The first step in future research is resolving these as well as other limitations to the current scale. Once the limitations have been resolved the many interesting and important factors that everyone has suggested could be researched in the future. Once you have a reliable and valid scale on which gender diagnosticity can be measured one will be able to add specific measures to investigate, such as how “gender and personality traits may have great influences on mental disorders,” or determining the correlation between “life expectancy[,] gender and personality traits,” and the rest of the suggestions which have been contributed to this page.

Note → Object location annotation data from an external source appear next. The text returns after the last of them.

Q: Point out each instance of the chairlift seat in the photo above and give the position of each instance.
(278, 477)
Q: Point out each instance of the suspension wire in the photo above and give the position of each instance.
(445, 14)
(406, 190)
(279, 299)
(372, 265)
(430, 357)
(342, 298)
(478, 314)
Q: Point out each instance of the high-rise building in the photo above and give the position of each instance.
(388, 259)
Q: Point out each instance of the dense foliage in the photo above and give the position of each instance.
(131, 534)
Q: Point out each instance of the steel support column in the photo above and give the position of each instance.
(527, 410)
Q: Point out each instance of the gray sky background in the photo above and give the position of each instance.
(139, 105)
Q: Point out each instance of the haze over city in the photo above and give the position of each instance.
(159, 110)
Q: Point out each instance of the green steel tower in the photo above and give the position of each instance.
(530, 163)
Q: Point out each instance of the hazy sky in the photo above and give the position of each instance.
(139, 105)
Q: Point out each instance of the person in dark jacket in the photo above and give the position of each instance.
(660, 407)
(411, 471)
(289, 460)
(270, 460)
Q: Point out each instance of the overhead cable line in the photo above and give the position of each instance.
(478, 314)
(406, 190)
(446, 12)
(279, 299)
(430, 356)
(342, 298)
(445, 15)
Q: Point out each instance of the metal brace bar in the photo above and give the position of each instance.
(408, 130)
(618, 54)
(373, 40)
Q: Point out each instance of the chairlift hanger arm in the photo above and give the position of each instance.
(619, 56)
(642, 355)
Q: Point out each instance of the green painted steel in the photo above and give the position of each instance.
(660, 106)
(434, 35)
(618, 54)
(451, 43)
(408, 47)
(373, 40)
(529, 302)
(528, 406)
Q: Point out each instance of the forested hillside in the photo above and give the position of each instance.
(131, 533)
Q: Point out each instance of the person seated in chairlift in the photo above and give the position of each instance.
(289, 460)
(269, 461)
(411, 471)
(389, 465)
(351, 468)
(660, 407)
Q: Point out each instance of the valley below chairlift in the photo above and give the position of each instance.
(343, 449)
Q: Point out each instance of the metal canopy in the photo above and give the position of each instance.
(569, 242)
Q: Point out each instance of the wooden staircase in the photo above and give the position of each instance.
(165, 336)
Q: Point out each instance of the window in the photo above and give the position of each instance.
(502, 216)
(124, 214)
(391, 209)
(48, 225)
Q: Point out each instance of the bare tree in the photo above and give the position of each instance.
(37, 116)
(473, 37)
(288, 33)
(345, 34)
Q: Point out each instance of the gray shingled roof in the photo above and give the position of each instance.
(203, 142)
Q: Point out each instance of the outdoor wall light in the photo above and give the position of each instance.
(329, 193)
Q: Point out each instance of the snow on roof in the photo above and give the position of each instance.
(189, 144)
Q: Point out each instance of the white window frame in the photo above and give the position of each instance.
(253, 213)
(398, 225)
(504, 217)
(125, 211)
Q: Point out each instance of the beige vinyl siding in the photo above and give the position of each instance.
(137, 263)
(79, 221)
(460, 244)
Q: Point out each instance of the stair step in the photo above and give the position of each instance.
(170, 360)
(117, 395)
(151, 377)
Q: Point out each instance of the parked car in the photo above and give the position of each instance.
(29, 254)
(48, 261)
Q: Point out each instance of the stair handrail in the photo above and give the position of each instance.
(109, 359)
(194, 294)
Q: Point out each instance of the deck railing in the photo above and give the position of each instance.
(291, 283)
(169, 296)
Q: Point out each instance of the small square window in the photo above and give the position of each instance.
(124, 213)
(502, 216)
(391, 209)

GennaFerreira (talk)20:08, 3 August 2013

Hi everyone, As mentioned before, an aspect of future research that should be considered is how to revise a study in order to raise its validity and reliability, which will give us more accurate results. I have some additional ideas on solutions to fixing the limitations that were mentioned by GennaFerreira.

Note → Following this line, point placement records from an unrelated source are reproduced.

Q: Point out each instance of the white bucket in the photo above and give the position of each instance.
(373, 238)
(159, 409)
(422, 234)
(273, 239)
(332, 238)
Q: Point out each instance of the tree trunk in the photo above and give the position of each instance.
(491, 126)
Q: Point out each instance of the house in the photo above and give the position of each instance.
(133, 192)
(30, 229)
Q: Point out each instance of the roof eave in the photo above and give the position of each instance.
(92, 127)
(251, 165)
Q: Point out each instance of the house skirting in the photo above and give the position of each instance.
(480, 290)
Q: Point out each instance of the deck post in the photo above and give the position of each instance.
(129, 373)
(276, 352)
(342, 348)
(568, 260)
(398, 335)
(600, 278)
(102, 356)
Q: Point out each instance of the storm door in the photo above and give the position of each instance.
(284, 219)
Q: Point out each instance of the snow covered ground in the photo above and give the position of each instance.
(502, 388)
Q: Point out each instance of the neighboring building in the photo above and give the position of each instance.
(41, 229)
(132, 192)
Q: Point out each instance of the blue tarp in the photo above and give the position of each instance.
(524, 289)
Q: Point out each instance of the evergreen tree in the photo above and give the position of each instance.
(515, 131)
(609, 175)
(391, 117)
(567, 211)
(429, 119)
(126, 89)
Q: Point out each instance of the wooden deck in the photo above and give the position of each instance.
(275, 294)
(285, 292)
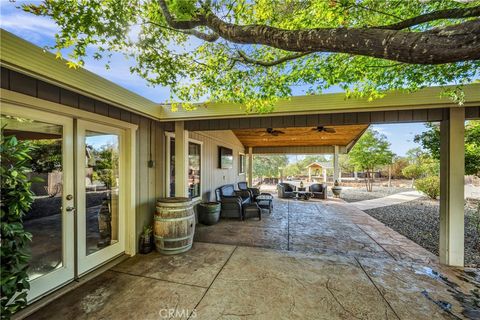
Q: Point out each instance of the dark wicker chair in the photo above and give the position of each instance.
(318, 190)
(286, 190)
(254, 192)
(231, 201)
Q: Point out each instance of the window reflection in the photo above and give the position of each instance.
(102, 189)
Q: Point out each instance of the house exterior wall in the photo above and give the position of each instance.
(149, 181)
(212, 176)
(150, 137)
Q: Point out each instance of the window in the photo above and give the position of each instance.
(241, 163)
(194, 165)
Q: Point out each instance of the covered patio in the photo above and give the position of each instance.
(352, 266)
(314, 259)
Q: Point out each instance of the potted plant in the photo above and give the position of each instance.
(336, 189)
(209, 212)
(146, 243)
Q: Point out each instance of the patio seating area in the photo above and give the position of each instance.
(306, 259)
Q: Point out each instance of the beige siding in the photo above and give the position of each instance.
(149, 181)
(212, 176)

1. Solutions to reduce social desirability I found the following methods in the following article: Nederhof, A. (1985). Methods of coping with social desirability bias: A review. European Journal of Social Psychology, 15, 263-280.

  • Neutral Questions
    • We should try to make questions that are as neutral as possible, so that it may not be seen as something that a person should answer in a specific way (a socially desirable way) by many different social groups.
  • The Bogus Pipeline
    • Participants are told that either an attitude or emotion is being analyzed by a machine, or by a polygraph. However, the wires that are attached to the participant are not real. Since the participant does not know this, they will most likely answer the questions honestly.

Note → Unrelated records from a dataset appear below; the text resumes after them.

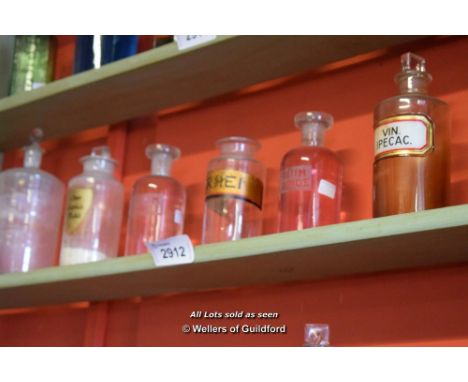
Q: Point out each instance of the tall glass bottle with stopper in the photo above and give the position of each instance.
(94, 211)
(412, 139)
(157, 205)
(234, 192)
(311, 177)
(31, 204)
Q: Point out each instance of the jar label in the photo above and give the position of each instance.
(234, 183)
(404, 135)
(327, 188)
(296, 178)
(78, 205)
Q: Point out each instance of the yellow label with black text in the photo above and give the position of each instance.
(79, 203)
(404, 135)
(234, 183)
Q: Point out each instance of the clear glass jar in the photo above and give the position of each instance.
(157, 205)
(316, 335)
(311, 177)
(31, 204)
(234, 192)
(412, 143)
(94, 208)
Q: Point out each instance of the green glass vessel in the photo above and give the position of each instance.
(33, 63)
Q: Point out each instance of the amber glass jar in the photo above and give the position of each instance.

2. Solutions to having a more valid and reliable study

  • The sample size needs to be much larger; having a few hundred will be more effective than having less than a hundred. This will help eliminate individual differences. Moreover, by having a larger sample, we will be able to have a more equal number of females to males.
  • As GennaFerreira mentioned, having random sampling will create less differences between individuals. Therefore, we should be using the random sampling technique to include not only Psychology students but the general public as well.
  • In order to increase reliability, this questionnaire should be distributed more times to different samples to see if the results are still the same between different groups (ex. between students, parents etc.). We can also ask multiple questions about the same idea, in order to see if participants are answering it in the same way throughout the questionnaire (I believe we did have a few of these throughout the questionnaire).
PhoebeDychinco (talk)07:48, 4 August 2013
 

3. Solutions to Experimenter/Confirmation Bias and Content

The overarching solution to confirmation bias/content is to develop questions from different perspectives (as in, consider culture, geographic location, SES, age/cohorts, etc) to provide the most objective, all-encompassing questionnaire. The questions were presumably developed by individual students. Although there was some convergence in ideas, the questionnaire could have been streamlined more efficiently. Instead, we could develop questions using either (1) a panel consensus method, where questions are considered as a group or (2) a structured delphi method, where individuals in a panel develop their own questions, which are then consolidated and refined repeatedly until ideas are stabilized and the questionnaire is where we want it to be (eg. objective, representative of different perspectives, provides a variety of possible responses).

4. Language

Aside from translating the questionnaire to multiple languages, I think either question development method as mentioned above could potentially address the language barrier and English comprehension issue.

Objectivity also plays into the neutrality of the questions, as PhoebeDychinco stated would address the social desirability/negative connotations issue.